The Moreno family announced Monday that it would end the exploratory process to sell the American League West team and plans on remaining in the ownership position.
“As discussions advanced and began to crystalize, we realized our hearts remain with the Angels, and we are not ready to part ways with the fans, players and our employees,” Arte Moreno said.
Moreno’s comments also highlighted the fact that the family “committed to a franchise record player payroll” this offseason and has “unfinished business,” such as the “goal of bringing a World Series championship back to our fans.”
The Moreno family purchased the Angels from The Walt Disney Company in 2003 for $182.5 million.
In March, Forbes listed the Angels as Major League Baseball’s ninth-most valuable team with an approximate value of $2.2 billion. That seemed to open the door for the Moreno family to bring in quite the return compared to what it paid for the franchise when it revealed it would explore a sale in August.
That revelation led to some notable reaction:
Sam Blum @SamBlum3
The Angels, under Moreno, have been willing to invest in big name position player free agents.
But investment in other things, like minor league development/player treatment/alumni relations/etc. are important too. Those areas were lacking.
Jeff Passan @JeffPassan
The fallout from Arte Moreno selling the Angels would be monumental.
1) Opens the door to a Shohei Ohtani trade — or record-setting extension.
2) With enormous revenues, Angels still have never had a payroll over $183M. That’ll change.
3) MLB’s most hands-on owner is gone.
Alas, Los Angeles will remain with the same ownership that has failed to produce a consistent winner in 20 years. The team won the World Series the year prior to the Moreno family’s purchase but has yet to advance to the Fall Classic since.
In fact, the Angels have been to the playoffs just one time since the 2009 campaign despite a number of high-profile players, including Mike Trout and Shohei Ohtani.

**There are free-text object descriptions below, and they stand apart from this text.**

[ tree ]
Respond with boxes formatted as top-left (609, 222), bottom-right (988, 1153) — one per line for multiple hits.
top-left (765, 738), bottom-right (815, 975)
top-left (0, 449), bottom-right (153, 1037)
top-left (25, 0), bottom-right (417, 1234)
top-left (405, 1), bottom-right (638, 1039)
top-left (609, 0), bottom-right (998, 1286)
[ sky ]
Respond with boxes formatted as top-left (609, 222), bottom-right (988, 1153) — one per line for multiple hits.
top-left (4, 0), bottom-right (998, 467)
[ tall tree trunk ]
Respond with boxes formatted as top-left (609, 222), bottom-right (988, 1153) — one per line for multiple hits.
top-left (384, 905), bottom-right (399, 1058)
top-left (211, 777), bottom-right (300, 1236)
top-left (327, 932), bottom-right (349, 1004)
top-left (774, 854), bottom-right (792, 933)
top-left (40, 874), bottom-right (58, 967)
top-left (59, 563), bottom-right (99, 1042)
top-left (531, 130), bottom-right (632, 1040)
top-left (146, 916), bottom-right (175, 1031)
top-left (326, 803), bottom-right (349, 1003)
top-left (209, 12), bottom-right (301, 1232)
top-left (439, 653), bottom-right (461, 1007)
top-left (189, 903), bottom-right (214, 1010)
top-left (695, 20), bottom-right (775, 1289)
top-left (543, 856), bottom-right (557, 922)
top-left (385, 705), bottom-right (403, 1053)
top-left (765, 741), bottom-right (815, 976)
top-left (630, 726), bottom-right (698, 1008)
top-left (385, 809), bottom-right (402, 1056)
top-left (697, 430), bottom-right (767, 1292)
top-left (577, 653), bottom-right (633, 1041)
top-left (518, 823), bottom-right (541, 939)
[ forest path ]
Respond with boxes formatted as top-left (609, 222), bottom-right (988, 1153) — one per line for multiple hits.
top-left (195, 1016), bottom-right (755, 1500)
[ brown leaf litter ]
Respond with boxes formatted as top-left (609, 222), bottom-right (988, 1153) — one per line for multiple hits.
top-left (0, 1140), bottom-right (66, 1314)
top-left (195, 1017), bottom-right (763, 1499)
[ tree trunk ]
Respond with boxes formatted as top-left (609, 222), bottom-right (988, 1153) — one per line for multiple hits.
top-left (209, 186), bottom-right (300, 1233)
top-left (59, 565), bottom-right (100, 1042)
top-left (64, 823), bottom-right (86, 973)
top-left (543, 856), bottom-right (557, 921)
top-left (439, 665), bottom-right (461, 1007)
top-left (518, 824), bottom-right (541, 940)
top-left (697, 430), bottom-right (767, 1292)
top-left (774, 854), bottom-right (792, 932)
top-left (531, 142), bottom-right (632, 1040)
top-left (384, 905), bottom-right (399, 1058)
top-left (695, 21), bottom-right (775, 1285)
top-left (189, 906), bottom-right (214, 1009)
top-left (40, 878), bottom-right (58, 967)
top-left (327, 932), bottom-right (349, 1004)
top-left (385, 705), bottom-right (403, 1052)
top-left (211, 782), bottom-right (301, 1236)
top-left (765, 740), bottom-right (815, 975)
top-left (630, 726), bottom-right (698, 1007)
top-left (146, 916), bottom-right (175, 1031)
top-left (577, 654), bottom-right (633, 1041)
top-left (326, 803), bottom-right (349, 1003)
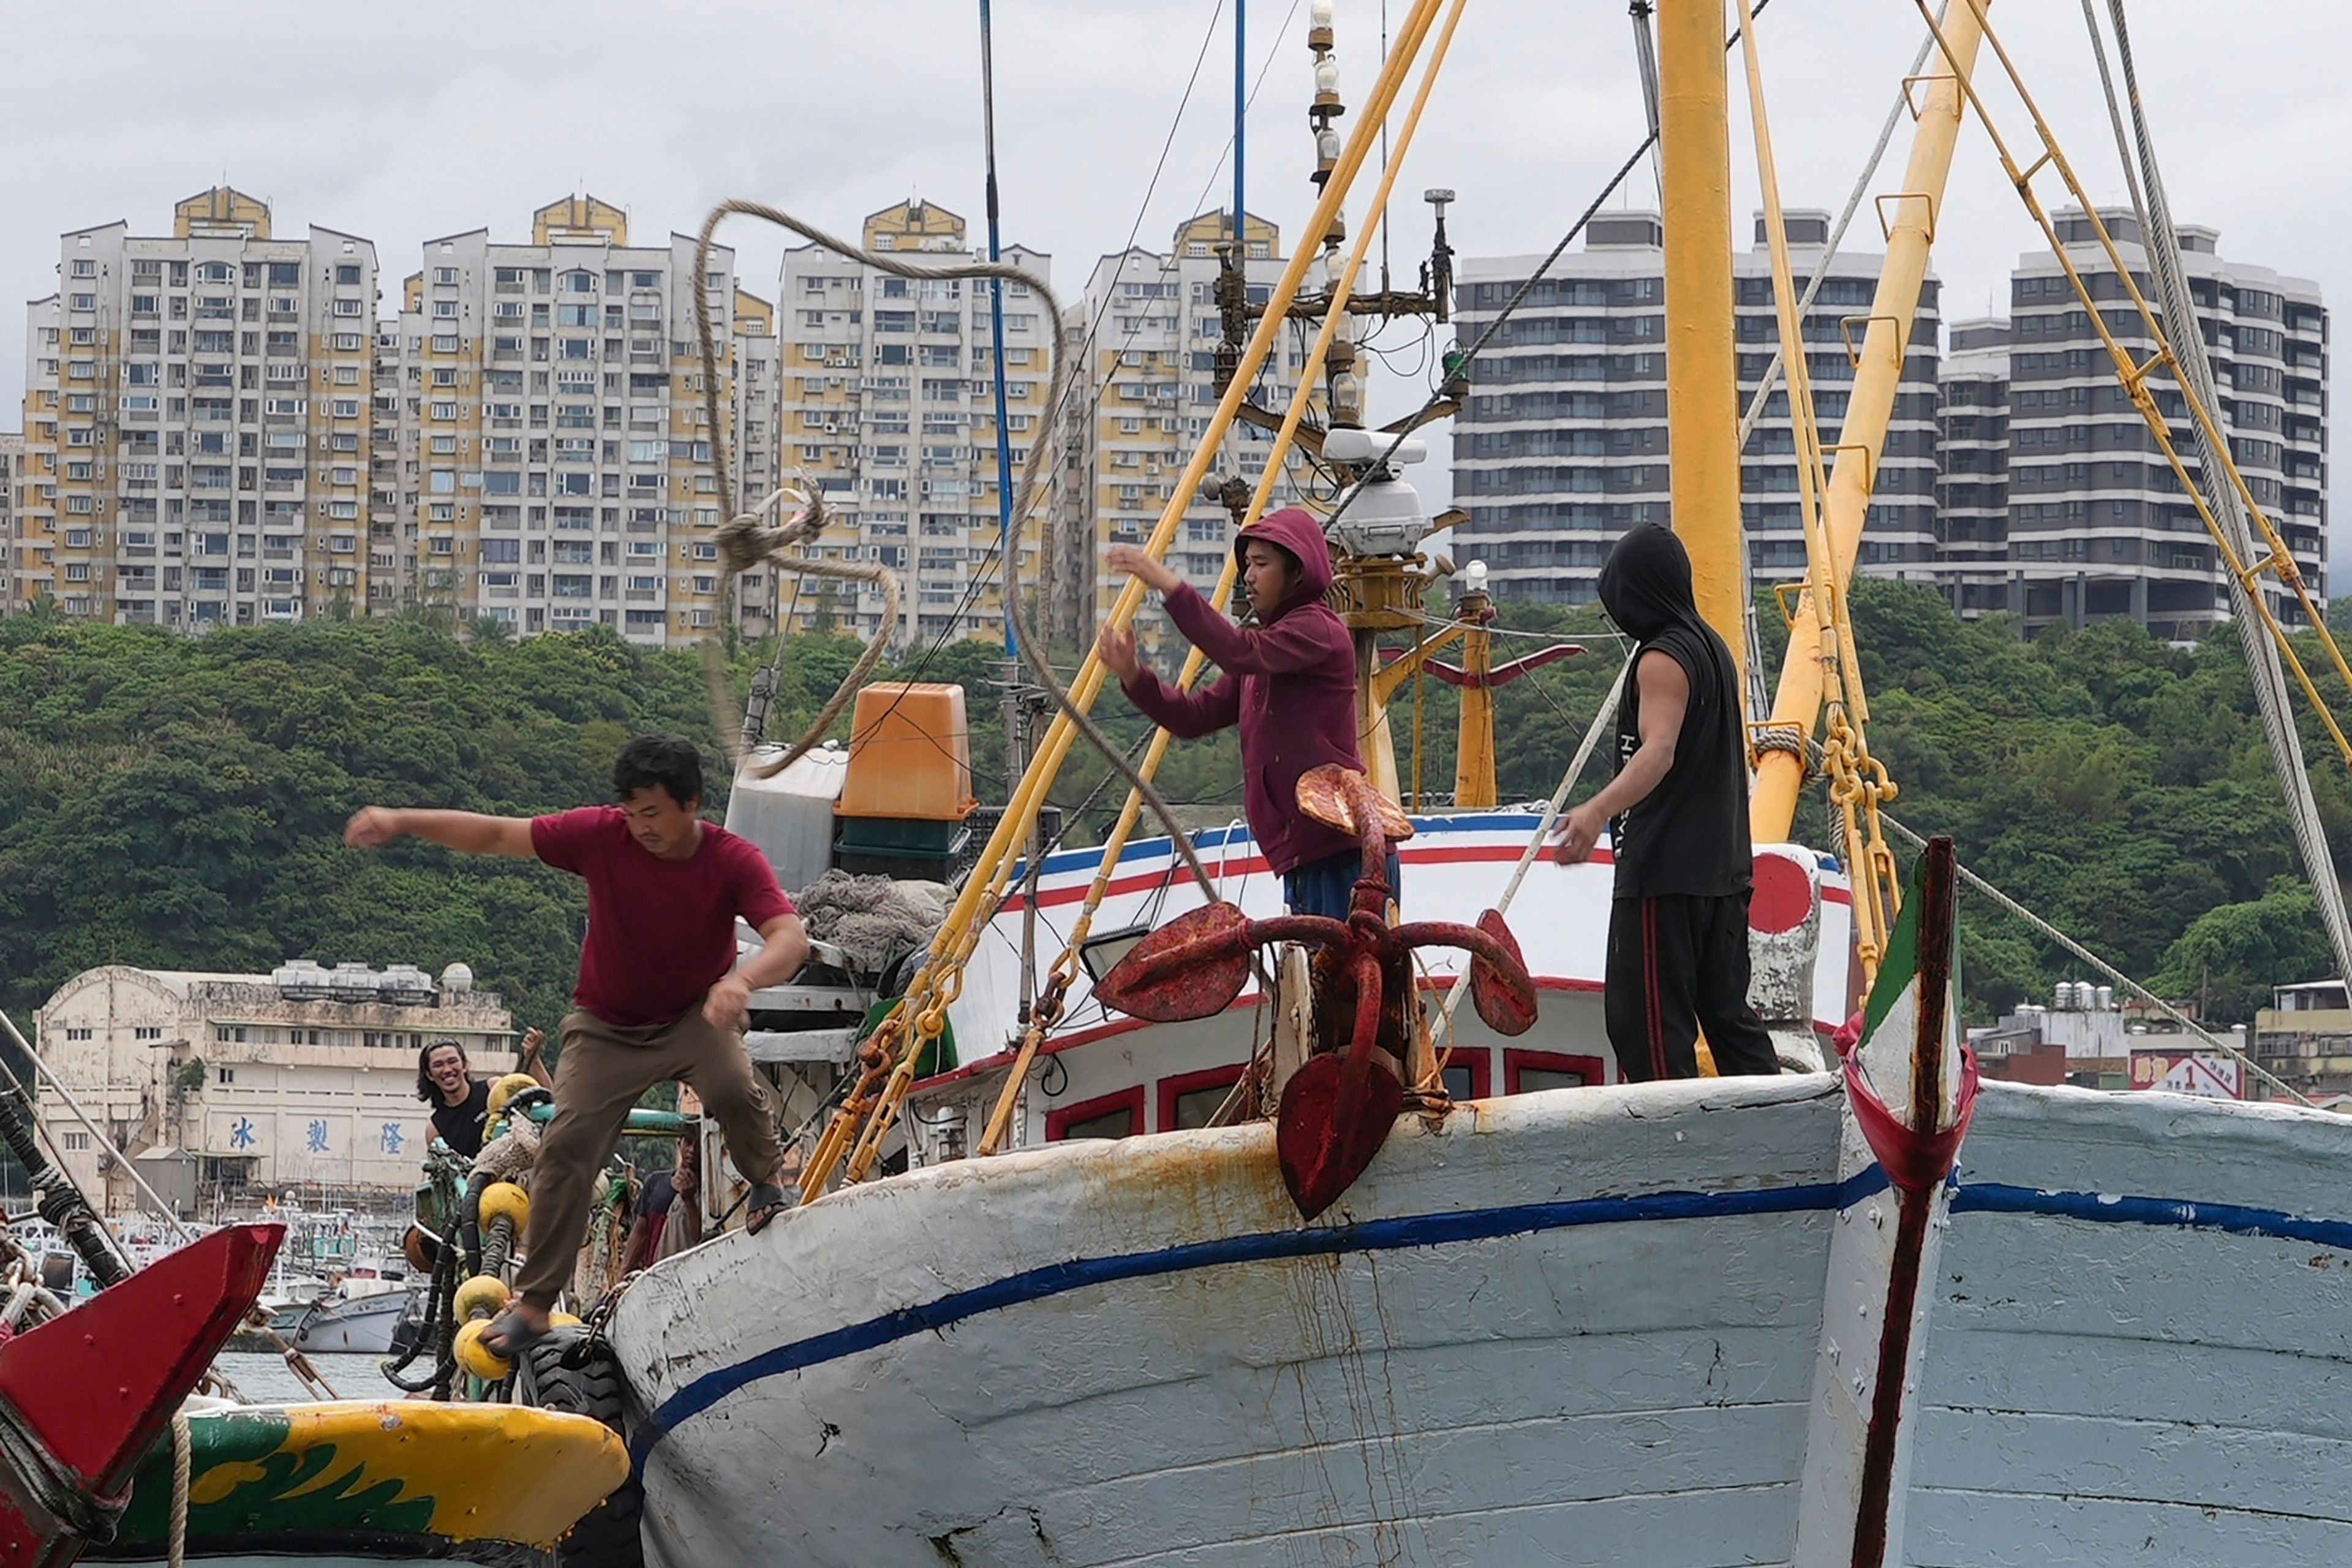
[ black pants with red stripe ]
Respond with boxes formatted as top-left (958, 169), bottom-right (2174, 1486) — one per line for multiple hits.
top-left (1604, 892), bottom-right (1782, 1082)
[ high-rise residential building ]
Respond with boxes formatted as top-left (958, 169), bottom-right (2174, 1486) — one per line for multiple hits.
top-left (776, 200), bottom-right (1052, 647)
top-left (1945, 208), bottom-right (2327, 638)
top-left (15, 187), bottom-right (380, 626)
top-left (1449, 211), bottom-right (1941, 603)
top-left (1932, 318), bottom-right (2011, 609)
top-left (1058, 211), bottom-right (1309, 646)
top-left (0, 431), bottom-right (22, 597)
top-left (729, 288), bottom-right (785, 639)
top-left (393, 195), bottom-right (747, 644)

The franchise enters the 2023 season with seven consecutive losing years and a payroll that is 10th in the league at $172.7 million, per Spotrac. Ohtani is under contract for just one more season, and there is plenty of pressure on the front office and ownership to turn things around following an extended period of losing.
And that ownership will be the same family that has been there for the last 20 years.